The American Left's failure to understand that there are people in this world who prefer freedom as championed by the U.S.A. to any workers' paradise isn't the only key point to have been lost in translation. As the Cleveland Plain Dealer reported, all those years Simonyi and his chums were listening to rock 'n' roll, much of it anti-American in spirit, they never knew the meaning of the lyrics. As Simonyi put it, "Most Hungarians didn't understand what these guys were singing about. The real power was in the music." Indeed, Simonyi titled his talk "Rocking for the Free World," a play on a 1989 Neil Young song, "Rocking in the Free World" -- a tune USA Today notes is "a savage attack on the policies of Ronald Reagan and the first President Bush ... (and) anything but a celebration of democracy."
Putting statesmen, chess games, arms races aside: A rational appraisal of rock 'n' roll as a social and cultural force at the very least tarnishes rock's place--yes, even The Boss's--in the history of the Cold War.
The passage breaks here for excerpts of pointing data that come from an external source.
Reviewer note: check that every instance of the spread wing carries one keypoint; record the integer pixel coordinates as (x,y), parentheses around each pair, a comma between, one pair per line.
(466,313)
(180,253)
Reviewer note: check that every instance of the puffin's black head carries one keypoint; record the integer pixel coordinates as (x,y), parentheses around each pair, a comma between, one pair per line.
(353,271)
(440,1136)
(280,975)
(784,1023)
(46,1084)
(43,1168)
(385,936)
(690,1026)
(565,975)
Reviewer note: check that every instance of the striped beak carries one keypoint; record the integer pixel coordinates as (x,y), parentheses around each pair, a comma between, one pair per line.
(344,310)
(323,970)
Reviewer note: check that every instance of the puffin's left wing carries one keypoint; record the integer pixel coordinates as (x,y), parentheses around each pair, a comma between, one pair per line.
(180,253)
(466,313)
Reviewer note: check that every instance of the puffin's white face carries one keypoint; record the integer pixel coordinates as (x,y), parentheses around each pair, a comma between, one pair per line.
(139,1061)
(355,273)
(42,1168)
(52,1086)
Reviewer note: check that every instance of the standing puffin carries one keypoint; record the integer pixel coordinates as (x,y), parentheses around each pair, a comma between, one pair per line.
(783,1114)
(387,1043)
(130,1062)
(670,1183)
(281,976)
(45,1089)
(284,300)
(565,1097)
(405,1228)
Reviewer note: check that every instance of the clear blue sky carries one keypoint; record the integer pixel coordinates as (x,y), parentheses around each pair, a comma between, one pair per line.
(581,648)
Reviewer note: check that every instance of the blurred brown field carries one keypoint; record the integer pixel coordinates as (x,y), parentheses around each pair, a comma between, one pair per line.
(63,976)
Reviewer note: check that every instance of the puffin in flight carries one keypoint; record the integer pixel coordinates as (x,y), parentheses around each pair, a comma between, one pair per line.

Not that Reuters is much interested in hisory, which it hits in passing this way:
Other Americans had spoken out against the Wall in Berlin.
But both presidents John F. Kennedy in 1963 (”Ich bin ein Berliner”) and Ronald Reagan in 1987 (”Tear down this Wall”) gave their addresses in West Berlin. Springsteen delivered his words in the heart of East Berlin, where Communist East Germany had long portrayed the United States as a decadent and belligerent “class enemy.”
Well, so did Springsteen! And don't think the East Germans didn't notice. As Reuters also reports, looking back to Springsteen's 1988 concert:
There was even a positive advance review in the Neues Deutschland daily: “He attacks social wrongs and injustices in his homeland.”
This may make Springsteen the perfect Rock Warrior (and appropriate entertainment in the eyes of the already-doomed East German dictators), but it surely doesn't make him the man who tore down that wall.